Thank you for your prayers! Be on the lookout for April's newsletter (before May 1st).


Blessings - we love you all!

Thursday, February 2, 2017

Tiana

On the last day of January, sweet little Tiana was born to Roger and Jandery.  On Feb 1st we got to meet her. Mom and baby and even dad are doing great! We continue to feel blessed and honored that the LORD has placed us in a position to love and care for the missionaries, Americans and Hondurans alike, whom we serve with.  








This weekend John and Josiah will be helping move the Villanuevas from their current town four hours away, to their new home here in La Ceiba.  Next week Kathy gets to go to Teguc to spend some time with the Halberts and their sweet babies, giving mom and dad a much needed date night! Then the next two weeks lots of time will be spent with the Spradleys as we help them close out their time serving here in Honduras with us. Please pray for us, for strength and wisdom, as we walk alongside and serve and lead our own family and our team family.  

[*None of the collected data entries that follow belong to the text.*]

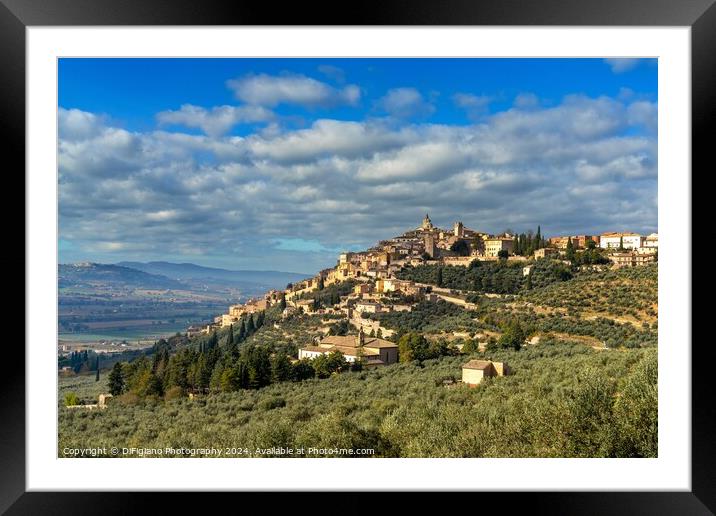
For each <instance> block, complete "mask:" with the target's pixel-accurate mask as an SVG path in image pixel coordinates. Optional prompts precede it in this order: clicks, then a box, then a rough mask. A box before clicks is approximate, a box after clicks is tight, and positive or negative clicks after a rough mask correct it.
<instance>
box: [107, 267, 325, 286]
mask: <svg viewBox="0 0 716 516" xmlns="http://www.w3.org/2000/svg"><path fill="white" fill-rule="evenodd" d="M117 265H118V266H122V267H130V268H132V269H136V270H139V271H143V272H146V273H149V274H160V275H162V276H166V277H167V278H171V279H175V280H180V281H185V280H191V281H192V282H196V281H197V280H203V281H204V282H209V283H216V282H221V283H228V284H232V285H235V286H242V285H246V284H247V283H249V284H253V285H260V286H268V287H269V288H276V289H278V288H285V287H286V284H287V283H293V282H296V281H300V280H302V279H306V278H310V277H311V276H312V275H311V274H302V273H296V272H281V271H246V270H240V271H232V270H228V269H215V268H213V267H202V266H201V265H196V264H193V263H171V262H119V263H118V264H117Z"/></svg>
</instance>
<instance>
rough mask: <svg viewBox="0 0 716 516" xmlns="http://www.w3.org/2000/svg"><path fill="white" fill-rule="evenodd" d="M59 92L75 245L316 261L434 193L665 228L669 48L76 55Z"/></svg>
mask: <svg viewBox="0 0 716 516" xmlns="http://www.w3.org/2000/svg"><path fill="white" fill-rule="evenodd" d="M58 93H59V128H60V134H59V139H60V141H59V150H60V152H59V156H60V260H61V261H62V262H68V261H78V260H92V261H102V262H113V261H119V260H124V259H132V260H152V259H163V260H170V261H193V262H195V263H200V264H204V265H209V266H221V267H228V268H234V269H241V268H252V269H256V268H260V269H281V270H293V271H301V272H312V271H314V270H316V269H318V268H322V267H326V266H330V265H332V264H333V262H334V261H335V255H336V252H338V251H340V250H341V249H359V248H363V247H366V246H368V245H370V244H372V243H373V242H375V241H377V240H379V239H382V238H386V237H389V236H391V235H393V234H394V233H395V232H398V231H402V230H403V229H408V228H411V227H413V226H415V225H417V224H418V222H419V219H420V218H421V216H422V214H424V212H425V211H429V212H430V213H431V216H432V218H433V220H434V222H436V223H437V224H439V225H443V226H449V225H451V224H452V222H454V221H455V220H462V221H463V222H464V223H465V225H466V226H467V227H471V228H474V229H479V230H483V231H490V232H498V231H502V230H504V229H506V228H511V229H515V230H518V231H523V230H527V229H529V228H534V227H536V225H537V224H541V226H542V229H543V232H546V233H548V234H558V233H562V232H571V231H574V232H602V231H607V230H617V229H631V230H635V231H641V232H651V231H654V230H656V214H657V207H656V170H657V166H656V143H657V130H656V112H657V63H656V61H655V60H650V59H644V60H637V59H621V60H604V59H61V60H60V65H59V92H58ZM625 211H626V212H627V215H624V213H625ZM619 212H621V214H622V216H619V215H618V213H619ZM627 226H628V227H627Z"/></svg>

Wednesday, December 28, 2016

A New Team Member!

Our team is growing and growing!  Our newest comes to us in the tiniest of forms.

Finnian (Finn) Graham McLaughlin was born on 12-26.  



Congratulations to Seth, Renee and big brother Gavin!

Finn makes number 23 for Team Honduras.  Dr Roger's baby is soon to follow in a few weeks.  So many changes going on, I feel like change remains a constant theme for Honduras. Jan of 2017 we will officially be adding The Villanuevas (who will take on the girls home and teaching in the seminary) who have three college age sons.  As well, The Nunezes (Ventura who has been directing the street boys center) will become active national partners on the team. They have one precious toddler daughter. 
We continued to be humbled and honored that God has placed us in a role serving these young families and their precious kids. Thank you for supporting and loving us as we support and love all of our team! We pray you all had a Merry Christmas and that you will have a blessed New Year!